The Department of Justice opened an investigation into Yale School of Medicine and found evidence of racial discrimination in admissions decisions, according to the agency's findings.

The DOJ determined that Black and Hispanic applicants received admission offers at significantly higher rates than white and Asian applicants, even when those underrepresented minority students had lower undergraduate grade-point averages and standardized test scores. Investigators reviewed admissions data and concluded the medical school violated Title VI of the Civil Rights Act, which prohibits discrimination based on race, color, or national origin at institutions receiving federal funding.

Yale School of Medicine receives substantial federal research grants and student loan funding, making it subject to federal civil rights enforcement. The DOJ's action follows a broader pattern of legal challenges to race-conscious admissions across higher education. Last year, the Supreme Court ruled in Students for Fair Admissions v. Harvard and University of North Carolina that explicit racial preferences in college admissions violate the Equal Protection Clause of the Fourteenth Amendment.

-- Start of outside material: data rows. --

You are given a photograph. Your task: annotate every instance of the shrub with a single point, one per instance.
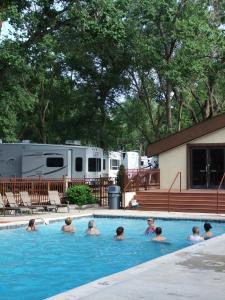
(81, 195)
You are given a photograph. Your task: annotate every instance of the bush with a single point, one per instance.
(81, 195)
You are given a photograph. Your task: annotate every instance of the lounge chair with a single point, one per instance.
(13, 204)
(26, 200)
(54, 199)
(5, 209)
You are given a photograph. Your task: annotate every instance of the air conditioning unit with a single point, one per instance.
(73, 142)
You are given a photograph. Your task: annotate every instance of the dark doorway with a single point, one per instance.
(207, 167)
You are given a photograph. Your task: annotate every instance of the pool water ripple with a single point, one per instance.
(40, 264)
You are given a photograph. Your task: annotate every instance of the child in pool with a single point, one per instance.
(151, 227)
(119, 234)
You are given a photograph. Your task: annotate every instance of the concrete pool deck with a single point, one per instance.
(195, 272)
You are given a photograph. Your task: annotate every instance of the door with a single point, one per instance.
(207, 167)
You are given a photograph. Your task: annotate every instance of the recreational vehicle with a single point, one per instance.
(50, 161)
(28, 160)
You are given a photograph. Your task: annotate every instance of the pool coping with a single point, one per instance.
(98, 289)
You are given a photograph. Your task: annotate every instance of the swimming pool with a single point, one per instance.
(40, 264)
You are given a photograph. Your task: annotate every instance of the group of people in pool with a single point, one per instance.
(194, 237)
(152, 231)
(69, 228)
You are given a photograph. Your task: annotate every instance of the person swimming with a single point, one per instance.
(208, 234)
(119, 234)
(151, 227)
(195, 236)
(68, 227)
(31, 225)
(92, 230)
(159, 237)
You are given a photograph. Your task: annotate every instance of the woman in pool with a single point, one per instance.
(208, 234)
(92, 230)
(195, 236)
(119, 234)
(151, 227)
(31, 226)
(158, 235)
(68, 227)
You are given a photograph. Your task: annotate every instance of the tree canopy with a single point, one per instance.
(118, 74)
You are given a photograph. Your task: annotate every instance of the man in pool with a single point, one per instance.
(208, 234)
(151, 227)
(195, 236)
(68, 227)
(92, 229)
(158, 237)
(31, 226)
(119, 234)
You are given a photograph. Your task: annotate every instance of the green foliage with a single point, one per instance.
(117, 74)
(121, 176)
(81, 195)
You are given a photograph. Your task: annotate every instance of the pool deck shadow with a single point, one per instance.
(195, 272)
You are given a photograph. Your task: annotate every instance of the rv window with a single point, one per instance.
(79, 164)
(54, 162)
(94, 164)
(114, 164)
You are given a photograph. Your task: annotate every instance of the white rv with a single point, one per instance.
(50, 161)
(113, 161)
(131, 160)
(28, 160)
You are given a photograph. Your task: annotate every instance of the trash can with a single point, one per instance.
(114, 196)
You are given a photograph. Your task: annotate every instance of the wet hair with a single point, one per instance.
(31, 222)
(68, 221)
(207, 226)
(195, 229)
(158, 230)
(91, 224)
(119, 230)
(150, 219)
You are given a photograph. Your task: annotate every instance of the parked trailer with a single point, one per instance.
(28, 160)
(50, 161)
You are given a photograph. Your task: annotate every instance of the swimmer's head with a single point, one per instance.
(207, 226)
(31, 222)
(158, 230)
(119, 230)
(150, 220)
(91, 224)
(195, 230)
(68, 221)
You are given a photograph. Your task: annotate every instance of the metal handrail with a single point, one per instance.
(217, 204)
(178, 173)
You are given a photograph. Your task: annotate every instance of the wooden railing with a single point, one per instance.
(143, 179)
(178, 174)
(38, 188)
(221, 182)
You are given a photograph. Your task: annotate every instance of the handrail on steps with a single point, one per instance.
(217, 204)
(178, 173)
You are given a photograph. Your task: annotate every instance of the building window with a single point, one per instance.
(79, 164)
(114, 164)
(94, 164)
(54, 162)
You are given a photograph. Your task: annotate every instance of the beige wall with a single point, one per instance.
(175, 160)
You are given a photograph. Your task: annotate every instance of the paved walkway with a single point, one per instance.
(196, 272)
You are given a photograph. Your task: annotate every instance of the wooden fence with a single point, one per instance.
(38, 188)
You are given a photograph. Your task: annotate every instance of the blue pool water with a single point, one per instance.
(36, 265)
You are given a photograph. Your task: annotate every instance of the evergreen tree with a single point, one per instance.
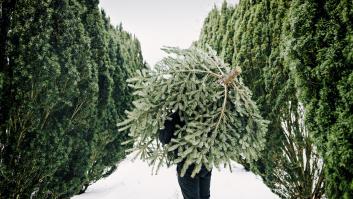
(222, 122)
(63, 90)
(257, 46)
(319, 48)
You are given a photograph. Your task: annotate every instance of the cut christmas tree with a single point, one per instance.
(222, 123)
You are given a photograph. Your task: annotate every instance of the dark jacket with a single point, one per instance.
(166, 134)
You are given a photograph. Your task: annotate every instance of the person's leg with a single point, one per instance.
(189, 186)
(205, 182)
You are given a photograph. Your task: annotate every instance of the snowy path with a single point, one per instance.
(133, 180)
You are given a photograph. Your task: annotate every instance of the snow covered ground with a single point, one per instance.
(133, 180)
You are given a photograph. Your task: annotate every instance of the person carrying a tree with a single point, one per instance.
(197, 187)
(193, 110)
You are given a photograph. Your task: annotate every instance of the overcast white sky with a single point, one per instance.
(158, 23)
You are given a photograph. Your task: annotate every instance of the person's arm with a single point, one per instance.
(166, 134)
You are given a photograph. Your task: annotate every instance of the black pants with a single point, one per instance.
(197, 187)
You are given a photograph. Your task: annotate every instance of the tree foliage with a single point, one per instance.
(291, 166)
(63, 90)
(222, 122)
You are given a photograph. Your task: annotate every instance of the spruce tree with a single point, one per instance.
(222, 122)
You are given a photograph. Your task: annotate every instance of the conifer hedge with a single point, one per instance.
(63, 89)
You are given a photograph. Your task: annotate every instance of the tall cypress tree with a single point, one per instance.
(257, 43)
(319, 47)
(63, 90)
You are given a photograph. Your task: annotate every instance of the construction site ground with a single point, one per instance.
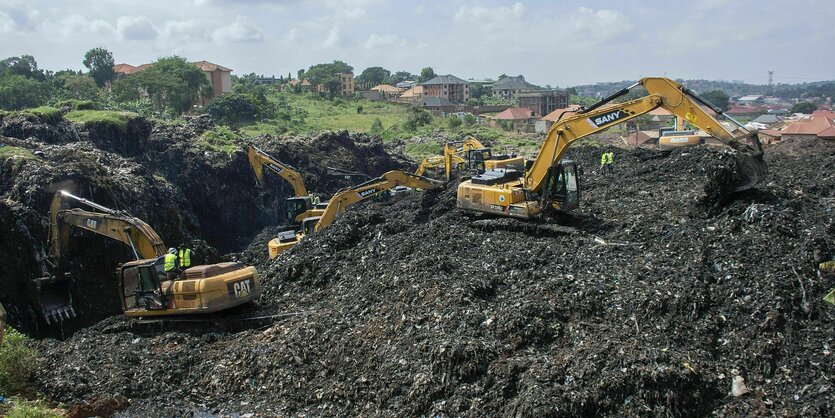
(661, 296)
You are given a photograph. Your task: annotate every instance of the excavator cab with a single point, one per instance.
(295, 206)
(476, 158)
(562, 188)
(141, 286)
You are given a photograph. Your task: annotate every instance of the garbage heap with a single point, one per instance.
(659, 296)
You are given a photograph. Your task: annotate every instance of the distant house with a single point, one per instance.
(522, 117)
(412, 94)
(508, 87)
(386, 91)
(219, 76)
(542, 102)
(438, 104)
(346, 84)
(767, 119)
(544, 124)
(751, 99)
(449, 87)
(821, 124)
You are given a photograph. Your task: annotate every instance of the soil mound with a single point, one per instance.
(650, 300)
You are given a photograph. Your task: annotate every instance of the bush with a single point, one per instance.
(31, 409)
(75, 104)
(46, 113)
(221, 139)
(118, 120)
(17, 362)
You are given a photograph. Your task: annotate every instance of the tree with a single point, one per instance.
(20, 92)
(233, 108)
(326, 76)
(426, 74)
(24, 65)
(803, 107)
(373, 76)
(100, 63)
(400, 76)
(718, 98)
(68, 85)
(171, 83)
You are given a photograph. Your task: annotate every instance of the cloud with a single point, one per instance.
(478, 13)
(381, 41)
(135, 28)
(333, 37)
(185, 31)
(242, 30)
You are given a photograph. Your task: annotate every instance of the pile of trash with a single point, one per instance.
(159, 173)
(659, 296)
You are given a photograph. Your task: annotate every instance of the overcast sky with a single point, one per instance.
(561, 43)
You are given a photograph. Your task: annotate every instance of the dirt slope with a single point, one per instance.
(649, 300)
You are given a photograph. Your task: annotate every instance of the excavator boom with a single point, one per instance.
(259, 159)
(508, 193)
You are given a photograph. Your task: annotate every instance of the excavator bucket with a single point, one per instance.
(52, 298)
(752, 168)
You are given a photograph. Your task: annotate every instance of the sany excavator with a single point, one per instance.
(469, 155)
(298, 207)
(347, 197)
(143, 286)
(550, 184)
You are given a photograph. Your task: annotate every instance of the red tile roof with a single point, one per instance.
(515, 113)
(818, 123)
(555, 115)
(210, 66)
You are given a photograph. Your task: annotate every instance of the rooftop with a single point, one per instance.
(515, 113)
(444, 79)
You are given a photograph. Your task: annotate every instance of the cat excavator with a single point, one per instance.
(298, 207)
(345, 198)
(143, 286)
(469, 155)
(550, 183)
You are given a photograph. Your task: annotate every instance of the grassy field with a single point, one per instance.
(308, 113)
(118, 119)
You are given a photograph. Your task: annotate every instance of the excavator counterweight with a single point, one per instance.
(547, 184)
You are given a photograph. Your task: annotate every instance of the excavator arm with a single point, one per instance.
(142, 239)
(259, 159)
(51, 294)
(663, 92)
(347, 197)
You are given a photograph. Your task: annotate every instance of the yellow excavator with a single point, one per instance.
(298, 207)
(143, 286)
(550, 184)
(469, 155)
(347, 197)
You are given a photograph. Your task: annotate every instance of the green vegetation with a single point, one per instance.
(119, 120)
(45, 113)
(22, 408)
(75, 104)
(15, 152)
(220, 139)
(17, 362)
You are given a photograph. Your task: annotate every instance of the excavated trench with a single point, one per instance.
(649, 300)
(159, 174)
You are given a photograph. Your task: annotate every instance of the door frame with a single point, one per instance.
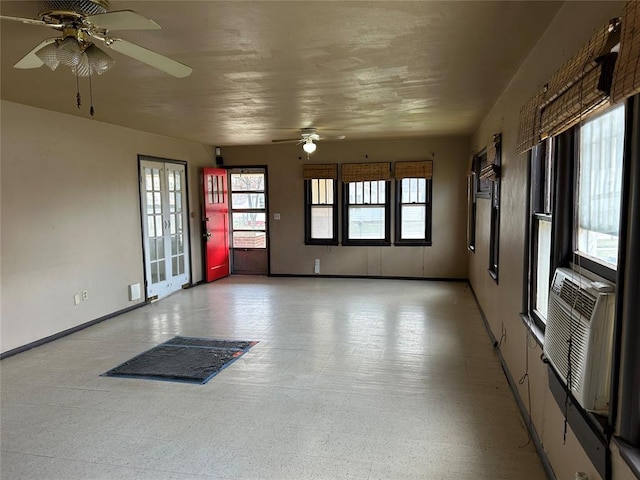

The DOJ investigation focused on whether Yale's admissions office systematically weighted race as a positive factor that outweighed academic credentials. The agency did not announce specific enforcement actions in its initial statement, but typically such findings lead to demands that institutions modify policies or face loss of federal funding.

Yale officials have maintained their commitment to diversity and have not yet publicly responded to the DOJ's findings. The accusation places the medical school at the center of ongoing national debate over how universities can recruit and admit students from underrepresented backgrounds while complying with evolving legal standards prohibiting explicit race-based decision-making.

Medical school admissions remain highly competitive. Schools balance academic metrics against factors like clinical experience, research contributions, and diversity goals. The DOJ's move signals heightened federal scrutiny of how admissions offices evaluate applicant backgrounds and demographics.